Date: 2026-04-21 Author: Adel Zaalouk Status: Approved
An out-of-process OpenShell compute driver written in Go that provisions agent sandboxes on OpenShift clusters. It implements the ComputeDriver gRPC contract (compute_driver.proto, 9 RPCs) and communicates with the OpenShell gateway over a Unix domain socket.
The driver is a reference implementation that proves external drivers work in any language, demonstrates Kagenti/agent-sandbox integration, and provides OpenShift-specific features that don't belong in the upstream Rust K8s driver. Over time it becomes the primary driver for RHOAI deployments.
The upstream Rust K8s driver (crates/openshell-driver-kubernetes/) runs in-process with the gateway and targets vanilla Kubernetes. This Go driver runs out-of-process and targets OpenShift specifically.
The upstream driver remains the default for vanilla K8s. This driver is the recommended choice when running on OpenShift, where SCC constraints, SELinux policy, Routes, OAuth proxy, and Kagenti integration matter.
The gateway today cannot connect to an external driver socket. This design includes a minimal fork of the gateway that adds --compute-driver-socket support (~20 lines of Rust). The fork is designed to be upstreamed when ready.
openshell-gateway (forked)
|
| gRPC over Unix domain socket
v
openshell-driver-openshift (Go binary)
|
|--- SandboxProvisioner (core, Phase 1)
| Creates/deletes/watches Sandbox CRDs
| Injects supervisor via init container
| Resolves pod endpoints
|
|--- PlatformEnricher (OpenShift, Phase 2)
| SCC detection
| SELinux context selection
| Route management
| OAuth proxy injection
|
|--- DriverMetrics (observability, Phase 2)

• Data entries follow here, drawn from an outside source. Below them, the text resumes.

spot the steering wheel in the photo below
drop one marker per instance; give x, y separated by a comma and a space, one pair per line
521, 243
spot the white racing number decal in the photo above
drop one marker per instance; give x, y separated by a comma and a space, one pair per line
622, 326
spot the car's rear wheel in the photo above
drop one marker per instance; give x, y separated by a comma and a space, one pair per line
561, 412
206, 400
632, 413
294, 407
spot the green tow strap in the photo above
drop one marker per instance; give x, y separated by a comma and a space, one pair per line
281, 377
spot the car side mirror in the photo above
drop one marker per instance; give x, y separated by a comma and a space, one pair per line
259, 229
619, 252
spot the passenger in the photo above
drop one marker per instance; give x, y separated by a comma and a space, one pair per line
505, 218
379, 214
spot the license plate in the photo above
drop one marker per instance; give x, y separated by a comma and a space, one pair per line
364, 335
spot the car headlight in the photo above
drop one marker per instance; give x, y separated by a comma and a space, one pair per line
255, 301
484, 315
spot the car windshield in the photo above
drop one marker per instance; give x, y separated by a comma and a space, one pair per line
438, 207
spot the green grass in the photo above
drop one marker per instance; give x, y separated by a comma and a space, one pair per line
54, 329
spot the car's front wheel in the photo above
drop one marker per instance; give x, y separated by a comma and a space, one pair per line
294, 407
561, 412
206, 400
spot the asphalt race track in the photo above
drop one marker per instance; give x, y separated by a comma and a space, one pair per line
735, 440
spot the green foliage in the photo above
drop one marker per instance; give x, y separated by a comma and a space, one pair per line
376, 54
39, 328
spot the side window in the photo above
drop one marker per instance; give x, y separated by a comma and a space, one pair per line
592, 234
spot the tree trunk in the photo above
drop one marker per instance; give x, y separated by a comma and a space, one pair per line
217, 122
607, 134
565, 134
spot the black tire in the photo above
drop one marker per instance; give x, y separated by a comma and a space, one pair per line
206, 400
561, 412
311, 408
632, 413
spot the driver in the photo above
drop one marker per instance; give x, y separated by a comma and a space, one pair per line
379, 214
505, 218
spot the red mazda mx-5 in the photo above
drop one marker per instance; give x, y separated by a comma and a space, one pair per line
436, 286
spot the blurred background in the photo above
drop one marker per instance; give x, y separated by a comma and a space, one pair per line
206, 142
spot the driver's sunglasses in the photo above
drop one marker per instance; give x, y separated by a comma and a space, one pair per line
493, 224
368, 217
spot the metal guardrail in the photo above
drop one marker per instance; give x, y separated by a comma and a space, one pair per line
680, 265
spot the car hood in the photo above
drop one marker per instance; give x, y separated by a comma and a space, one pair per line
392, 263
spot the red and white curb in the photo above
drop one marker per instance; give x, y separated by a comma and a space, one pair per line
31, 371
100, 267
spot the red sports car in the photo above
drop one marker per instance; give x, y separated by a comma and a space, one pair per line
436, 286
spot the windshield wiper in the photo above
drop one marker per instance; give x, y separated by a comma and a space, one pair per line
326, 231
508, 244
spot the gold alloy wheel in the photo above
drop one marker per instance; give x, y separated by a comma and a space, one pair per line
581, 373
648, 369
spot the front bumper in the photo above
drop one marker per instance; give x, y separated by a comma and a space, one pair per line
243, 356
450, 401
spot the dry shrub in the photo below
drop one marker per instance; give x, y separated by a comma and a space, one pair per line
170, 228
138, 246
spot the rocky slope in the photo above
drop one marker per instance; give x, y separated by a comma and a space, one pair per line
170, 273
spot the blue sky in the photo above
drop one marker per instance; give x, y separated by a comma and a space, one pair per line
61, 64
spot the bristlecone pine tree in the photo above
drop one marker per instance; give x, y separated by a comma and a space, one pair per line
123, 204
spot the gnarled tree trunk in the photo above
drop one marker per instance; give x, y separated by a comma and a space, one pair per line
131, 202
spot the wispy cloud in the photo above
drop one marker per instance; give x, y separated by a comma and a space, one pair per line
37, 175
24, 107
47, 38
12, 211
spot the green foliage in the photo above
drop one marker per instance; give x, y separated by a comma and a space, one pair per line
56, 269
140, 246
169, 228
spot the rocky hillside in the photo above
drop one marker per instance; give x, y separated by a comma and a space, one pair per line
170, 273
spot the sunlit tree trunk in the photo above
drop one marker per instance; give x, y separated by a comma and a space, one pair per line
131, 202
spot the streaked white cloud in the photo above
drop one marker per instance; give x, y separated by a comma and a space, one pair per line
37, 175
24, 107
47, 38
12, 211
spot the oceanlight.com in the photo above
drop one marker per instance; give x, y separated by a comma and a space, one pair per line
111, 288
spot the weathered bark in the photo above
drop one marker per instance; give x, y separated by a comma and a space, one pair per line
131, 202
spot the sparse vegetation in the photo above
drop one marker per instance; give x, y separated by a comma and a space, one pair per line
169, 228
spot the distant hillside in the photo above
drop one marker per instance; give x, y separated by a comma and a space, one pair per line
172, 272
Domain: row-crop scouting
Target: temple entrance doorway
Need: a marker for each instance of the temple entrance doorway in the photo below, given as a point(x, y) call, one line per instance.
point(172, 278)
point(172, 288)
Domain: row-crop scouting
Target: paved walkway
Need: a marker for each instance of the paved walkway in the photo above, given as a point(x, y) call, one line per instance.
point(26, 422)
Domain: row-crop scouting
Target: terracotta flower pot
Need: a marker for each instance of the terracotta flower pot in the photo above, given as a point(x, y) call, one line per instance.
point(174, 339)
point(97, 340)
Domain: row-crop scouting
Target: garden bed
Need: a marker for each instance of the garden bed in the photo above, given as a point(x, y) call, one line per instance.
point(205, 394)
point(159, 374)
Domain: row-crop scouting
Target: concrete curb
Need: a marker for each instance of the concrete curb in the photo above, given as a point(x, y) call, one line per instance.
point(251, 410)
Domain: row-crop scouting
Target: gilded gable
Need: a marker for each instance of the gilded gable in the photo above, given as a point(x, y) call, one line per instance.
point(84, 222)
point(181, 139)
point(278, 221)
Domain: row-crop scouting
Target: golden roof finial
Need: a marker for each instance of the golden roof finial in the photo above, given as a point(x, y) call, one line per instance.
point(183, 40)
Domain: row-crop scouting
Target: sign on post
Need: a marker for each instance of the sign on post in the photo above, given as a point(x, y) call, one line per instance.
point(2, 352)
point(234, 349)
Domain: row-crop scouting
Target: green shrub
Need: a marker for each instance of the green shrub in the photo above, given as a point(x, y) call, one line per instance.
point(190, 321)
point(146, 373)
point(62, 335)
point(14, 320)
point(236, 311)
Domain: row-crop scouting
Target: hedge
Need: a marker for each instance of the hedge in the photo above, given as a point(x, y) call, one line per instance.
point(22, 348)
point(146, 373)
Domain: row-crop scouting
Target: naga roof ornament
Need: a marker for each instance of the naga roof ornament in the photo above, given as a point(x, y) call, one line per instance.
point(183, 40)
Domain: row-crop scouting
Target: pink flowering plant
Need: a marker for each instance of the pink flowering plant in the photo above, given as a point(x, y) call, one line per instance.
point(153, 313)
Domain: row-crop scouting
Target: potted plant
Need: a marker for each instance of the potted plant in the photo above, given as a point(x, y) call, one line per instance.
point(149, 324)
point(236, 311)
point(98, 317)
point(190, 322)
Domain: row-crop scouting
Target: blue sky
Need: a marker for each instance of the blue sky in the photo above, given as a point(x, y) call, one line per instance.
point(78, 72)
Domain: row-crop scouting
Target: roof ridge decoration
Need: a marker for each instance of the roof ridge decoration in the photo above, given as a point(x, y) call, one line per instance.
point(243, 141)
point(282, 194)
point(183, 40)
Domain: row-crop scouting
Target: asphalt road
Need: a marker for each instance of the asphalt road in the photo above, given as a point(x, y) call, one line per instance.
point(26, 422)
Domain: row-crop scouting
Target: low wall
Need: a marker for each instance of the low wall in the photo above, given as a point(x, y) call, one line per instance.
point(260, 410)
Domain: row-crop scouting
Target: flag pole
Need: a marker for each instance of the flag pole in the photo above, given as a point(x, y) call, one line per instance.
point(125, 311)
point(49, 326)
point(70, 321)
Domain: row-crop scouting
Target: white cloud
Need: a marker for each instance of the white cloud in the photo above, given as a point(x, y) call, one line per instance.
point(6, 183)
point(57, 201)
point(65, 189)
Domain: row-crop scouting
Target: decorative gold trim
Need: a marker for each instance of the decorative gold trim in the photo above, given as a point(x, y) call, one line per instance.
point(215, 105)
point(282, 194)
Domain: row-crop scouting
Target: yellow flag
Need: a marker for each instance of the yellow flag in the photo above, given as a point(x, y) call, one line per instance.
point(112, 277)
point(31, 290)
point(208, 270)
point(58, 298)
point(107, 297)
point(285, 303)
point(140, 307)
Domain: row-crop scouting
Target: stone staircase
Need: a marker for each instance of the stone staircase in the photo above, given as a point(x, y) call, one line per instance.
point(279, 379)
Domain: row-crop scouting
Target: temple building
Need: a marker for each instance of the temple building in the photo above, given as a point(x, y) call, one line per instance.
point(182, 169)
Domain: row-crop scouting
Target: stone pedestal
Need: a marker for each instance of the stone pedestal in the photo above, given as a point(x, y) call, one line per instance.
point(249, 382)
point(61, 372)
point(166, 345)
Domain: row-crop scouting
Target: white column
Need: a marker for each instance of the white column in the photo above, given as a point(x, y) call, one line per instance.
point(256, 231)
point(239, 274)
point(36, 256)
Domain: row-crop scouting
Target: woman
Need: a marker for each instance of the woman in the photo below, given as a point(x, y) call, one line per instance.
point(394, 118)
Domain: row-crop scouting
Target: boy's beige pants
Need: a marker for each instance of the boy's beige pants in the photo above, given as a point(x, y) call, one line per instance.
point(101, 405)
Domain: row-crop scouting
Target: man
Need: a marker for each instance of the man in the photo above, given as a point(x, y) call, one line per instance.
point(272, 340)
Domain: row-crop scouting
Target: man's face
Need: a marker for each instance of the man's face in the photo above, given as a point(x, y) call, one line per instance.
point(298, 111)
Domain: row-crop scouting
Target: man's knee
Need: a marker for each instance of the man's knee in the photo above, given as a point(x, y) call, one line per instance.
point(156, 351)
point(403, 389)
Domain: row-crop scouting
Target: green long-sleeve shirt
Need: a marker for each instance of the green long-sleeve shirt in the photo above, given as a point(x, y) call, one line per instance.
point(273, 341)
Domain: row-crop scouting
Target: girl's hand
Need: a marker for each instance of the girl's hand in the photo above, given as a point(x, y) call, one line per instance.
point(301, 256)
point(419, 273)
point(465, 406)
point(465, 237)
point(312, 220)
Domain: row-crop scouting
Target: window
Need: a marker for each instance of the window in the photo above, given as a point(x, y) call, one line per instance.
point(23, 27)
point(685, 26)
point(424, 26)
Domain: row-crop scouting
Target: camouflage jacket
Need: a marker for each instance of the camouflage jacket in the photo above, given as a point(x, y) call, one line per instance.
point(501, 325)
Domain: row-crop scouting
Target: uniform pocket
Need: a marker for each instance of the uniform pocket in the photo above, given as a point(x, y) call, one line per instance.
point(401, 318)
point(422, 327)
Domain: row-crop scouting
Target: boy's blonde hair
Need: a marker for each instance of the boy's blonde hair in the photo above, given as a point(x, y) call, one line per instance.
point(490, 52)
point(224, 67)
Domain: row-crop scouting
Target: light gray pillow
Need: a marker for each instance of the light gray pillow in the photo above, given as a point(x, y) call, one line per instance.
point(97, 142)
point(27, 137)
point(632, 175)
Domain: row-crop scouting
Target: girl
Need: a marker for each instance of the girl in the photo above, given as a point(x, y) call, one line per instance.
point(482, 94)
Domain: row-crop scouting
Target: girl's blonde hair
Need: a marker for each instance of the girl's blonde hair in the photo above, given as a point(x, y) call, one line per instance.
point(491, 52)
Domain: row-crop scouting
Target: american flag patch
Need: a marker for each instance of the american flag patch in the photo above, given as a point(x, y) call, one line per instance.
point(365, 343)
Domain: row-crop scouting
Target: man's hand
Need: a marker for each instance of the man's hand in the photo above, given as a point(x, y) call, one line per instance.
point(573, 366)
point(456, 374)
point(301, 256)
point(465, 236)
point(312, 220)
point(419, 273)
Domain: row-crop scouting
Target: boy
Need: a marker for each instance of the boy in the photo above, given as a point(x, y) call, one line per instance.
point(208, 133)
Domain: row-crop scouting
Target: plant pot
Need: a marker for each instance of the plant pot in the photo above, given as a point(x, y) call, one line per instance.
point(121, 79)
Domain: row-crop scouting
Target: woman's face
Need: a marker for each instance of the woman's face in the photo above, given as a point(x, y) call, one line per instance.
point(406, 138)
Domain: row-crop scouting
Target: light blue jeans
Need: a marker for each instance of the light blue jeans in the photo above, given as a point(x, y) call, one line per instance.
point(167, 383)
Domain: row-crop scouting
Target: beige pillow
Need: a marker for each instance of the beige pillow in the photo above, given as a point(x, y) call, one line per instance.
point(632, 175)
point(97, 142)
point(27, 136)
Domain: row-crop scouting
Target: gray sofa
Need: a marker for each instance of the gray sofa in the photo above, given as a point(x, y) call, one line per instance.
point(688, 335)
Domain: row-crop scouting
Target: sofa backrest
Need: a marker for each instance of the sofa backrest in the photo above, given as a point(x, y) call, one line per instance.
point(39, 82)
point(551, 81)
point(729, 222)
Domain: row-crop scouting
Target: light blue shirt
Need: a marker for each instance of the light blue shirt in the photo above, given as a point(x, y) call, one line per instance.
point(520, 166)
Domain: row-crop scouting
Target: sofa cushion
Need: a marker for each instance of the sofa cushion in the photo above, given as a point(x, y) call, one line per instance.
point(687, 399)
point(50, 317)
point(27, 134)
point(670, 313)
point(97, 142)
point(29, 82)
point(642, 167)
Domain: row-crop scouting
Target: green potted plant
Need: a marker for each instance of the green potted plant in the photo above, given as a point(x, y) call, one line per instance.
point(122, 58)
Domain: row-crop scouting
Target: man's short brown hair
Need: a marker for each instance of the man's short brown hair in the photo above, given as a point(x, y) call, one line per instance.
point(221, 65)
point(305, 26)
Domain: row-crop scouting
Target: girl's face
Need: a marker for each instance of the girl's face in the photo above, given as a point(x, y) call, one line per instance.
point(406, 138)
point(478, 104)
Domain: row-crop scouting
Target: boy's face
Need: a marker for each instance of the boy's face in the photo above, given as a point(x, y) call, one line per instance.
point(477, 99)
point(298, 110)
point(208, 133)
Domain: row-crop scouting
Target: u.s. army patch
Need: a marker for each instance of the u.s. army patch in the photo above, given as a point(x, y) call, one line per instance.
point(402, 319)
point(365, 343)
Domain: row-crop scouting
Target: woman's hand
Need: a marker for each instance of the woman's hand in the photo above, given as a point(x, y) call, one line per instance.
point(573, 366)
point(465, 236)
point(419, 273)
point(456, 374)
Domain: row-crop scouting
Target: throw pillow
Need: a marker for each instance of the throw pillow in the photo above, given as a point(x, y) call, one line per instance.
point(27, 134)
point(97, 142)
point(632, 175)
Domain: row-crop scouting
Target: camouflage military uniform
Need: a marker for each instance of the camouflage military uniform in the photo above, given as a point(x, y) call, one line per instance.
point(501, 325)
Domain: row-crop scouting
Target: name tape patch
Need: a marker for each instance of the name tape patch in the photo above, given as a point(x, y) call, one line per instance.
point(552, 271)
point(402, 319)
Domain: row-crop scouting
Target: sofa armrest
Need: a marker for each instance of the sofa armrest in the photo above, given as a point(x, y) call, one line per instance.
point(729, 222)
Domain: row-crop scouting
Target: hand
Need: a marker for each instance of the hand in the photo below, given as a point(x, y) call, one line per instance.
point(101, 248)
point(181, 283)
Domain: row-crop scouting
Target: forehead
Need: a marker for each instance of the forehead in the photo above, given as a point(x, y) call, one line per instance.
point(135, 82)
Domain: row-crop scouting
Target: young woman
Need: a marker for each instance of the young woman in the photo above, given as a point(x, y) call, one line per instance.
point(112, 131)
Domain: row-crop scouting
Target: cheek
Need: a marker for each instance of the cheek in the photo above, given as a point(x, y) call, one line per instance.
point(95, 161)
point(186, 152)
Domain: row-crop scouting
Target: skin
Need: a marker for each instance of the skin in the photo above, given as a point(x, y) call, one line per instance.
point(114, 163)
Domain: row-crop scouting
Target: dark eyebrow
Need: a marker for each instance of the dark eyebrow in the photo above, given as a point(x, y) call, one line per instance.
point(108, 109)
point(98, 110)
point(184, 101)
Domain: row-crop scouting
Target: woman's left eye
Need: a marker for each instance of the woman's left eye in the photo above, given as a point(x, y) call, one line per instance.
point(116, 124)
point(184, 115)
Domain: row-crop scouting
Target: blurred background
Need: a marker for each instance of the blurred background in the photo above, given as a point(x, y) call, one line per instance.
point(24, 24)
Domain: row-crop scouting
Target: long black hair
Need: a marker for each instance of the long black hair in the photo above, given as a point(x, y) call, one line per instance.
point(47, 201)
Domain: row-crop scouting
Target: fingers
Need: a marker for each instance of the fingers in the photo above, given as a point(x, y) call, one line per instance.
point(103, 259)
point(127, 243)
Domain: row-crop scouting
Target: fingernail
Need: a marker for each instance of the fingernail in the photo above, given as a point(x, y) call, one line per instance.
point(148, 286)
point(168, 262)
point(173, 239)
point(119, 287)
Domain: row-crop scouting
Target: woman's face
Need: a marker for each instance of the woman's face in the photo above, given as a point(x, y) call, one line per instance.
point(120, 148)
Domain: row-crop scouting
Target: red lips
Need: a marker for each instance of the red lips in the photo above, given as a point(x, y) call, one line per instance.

Prometheus counters/gauges
ServiceMonitor CR creation
Three interfaces, composed by the gRPC server:
type Driver struct {
pb.UnimplementedComputeDriverServer
provisioner SandboxProvisioner
enricher PlatformEnricher
metrics DriverMetrics
logger *slog.Logger
}Phase 1 implements SandboxProvisioner fully. PlatformEnricher and DriverMetrics ship as no-op stubs that satisfy the interface.
// Core: sandbox lifecycle on K8s. Implemented Phase 1.
type SandboxProvisioner interface {
Create(ctx context.Context, sb *DriverSandbox) error
Delete(ctx context.Context, name string) error
Get(ctx context.Context, name string) (*DriverSandbox, error)
List(ctx context.Context) ([]*DriverSandbox, error)
Watch(ctx context.Context) (<-chan WatchEvent, error)
ResolveEndpoint(ctx context.Context, sb *DriverSandbox) (*Endpoint, error)
ValidateCreate(ctx context.Context, sb *DriverSandbox) error
HasGPUCapacity(ctx context.Context) (bool, error)
}
// OpenShift extensions. Interface defined Phase 1, implemented Phase 2.
type PlatformEnricher interface {
DetectSCC(ctx context.Context, namespace string) (string, error)
DetectSELinuxType(ctx context.Context, namespace string) (string, error)
CreateRoute(ctx context.Context, sandbox string, port int32) error
DeleteRoute(ctx context.Context, sandbox string) error
InjectOAuthProxy(podSpec map[string]interface{}) map[string]interface{}
}
// Observability. Interface defined Phase 1, implemented Phase 2.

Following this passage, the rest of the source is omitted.